L’impact écologique colossal du tourisme : entre global et local
Le tourisme, phénomène mondial, a considérablement évolué au fil des décennies. En 1955, l’universitaire français André Siegfried le qualifiait de « fils de la vitesse et de la démocratie », alors que le trafic aérien était de 50 millions de passagers, représentant seulement 2 % de la population mondiale. Aujourd’hui, ce chiffre a atteint presque 5 milliards de passagers pour 8 milliards de Terriens. Ce secteur, né au XVIIIe siècle sous une forme élitiste, s’est démocratisé avec l’augmentation du temps et des ressources financières disponibles pour la population.
Cependant, cette expansion a des conséquences dramatiques sur l’environnement. Selon une étude de référence de 2024, les émissions mondiales du secteur touristique ont augmenté, passant de 3,7 milliards de tonnes équivalent CO2 (GtCO2e) en 2009 à 5,2 Gt en 2019. Cette hausse de 3,5 % par an contraste avec la croissance économique générale, qui s’élève à 1,5 %.
L’avion, nerf de la guerre
Les trois quarts des émissions de CO2 du tourisme proviennent de touristes issus d’une vingtaine de pays développés, notamment les États-Unis, la Chine et l’Inde. Une majorité de ces émissions est liée au transport, avec une part significative imputable à l’aviation. La crise du Covid-19 a temporairement réduit ces émissions, mais la reprise rapide du secteur pourrait entraîner une nouvelle augmentation record des émissions. Les données de l’ONG Transport & Environment indiquent que les émissions des vols au départ de l’Europe ont déjà dépassé leur niveau de 2019.
La France particulièrement concernée
La France, première destination touristique mondiale, voit son empreinte carbone touristique estimée à 97 millions de tonnes équivalent CO2 en 2022, soit l’équivalent de l’empreinte carbone de 10 millions de Français. 59 % de ces émissions proviennent des transports, dont la moitié est attribuée à l’aviation. Un visiteur non européen émet trois fois plus de gaz à effet de serre par nuitée qu’un visiteur européen.

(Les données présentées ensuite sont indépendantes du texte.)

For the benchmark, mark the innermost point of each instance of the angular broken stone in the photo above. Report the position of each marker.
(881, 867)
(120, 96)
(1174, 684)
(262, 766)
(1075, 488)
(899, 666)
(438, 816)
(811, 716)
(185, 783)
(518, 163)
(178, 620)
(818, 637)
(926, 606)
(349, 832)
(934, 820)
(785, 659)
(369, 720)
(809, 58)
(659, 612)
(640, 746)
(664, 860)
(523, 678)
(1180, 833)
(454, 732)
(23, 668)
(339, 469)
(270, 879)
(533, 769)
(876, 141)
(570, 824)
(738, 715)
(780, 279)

En 2023, l’intensité carbone du secteur a diminué de 14 % par euro dépensé par rapport à 2019, mais cette intensité reste 75 % plus élevée que celle de la consommation totale. En termes absolus, l’empreinte carbone des consommations touristiques en France a baissé de 17 % par rapport à 2019.
Plus de ressources en amont et pollution en aval
Le tourisme exerce également une pression sur les ressources et les écosystèmes locaux. Selon l’Organisation mondiale du tourisme, 95 % des touristes mondiaux se concentrent sur seulement 5 % des terres émergées. En France, 80 % des touristes se rendent sur 20 % du territoire.
Les communes les plus touristiques affichent des prélèvements en eau potable trois fois plus élevés que la moyenne nationale. La surconsommation d’énergie est également préoccupante, avec des communes touristiques consommant trois fois plus d’électricité que la moyenne.
En aval, le tourisme produit une quantité significative de déchets. Les départements les plus touristiques génèrent 729 kilos de déchets par habitant, contre 574 kilos en moyenne en France. Cette production de déchets a augmenté de 5 % entre 2005 et 2013, alors qu’elle est restée stable au niveau national.
Conclusion
Face à ces enjeux, les politiques publiques se multiplient pour limiter les impacts locaux du surtourisme, notamment par des quotas de visiteurs et des taxes de séjour. En France, une stratégie nationale de gestion des flux touristiques a été lancée en 2023, visant à mieux mer et répartir les flux. Cependant, la question d’une décroissance globale des flux touristiques reste un sujet délicat.
Source : Étude de référence de 2024, ONG Transport & Environment, INSEE.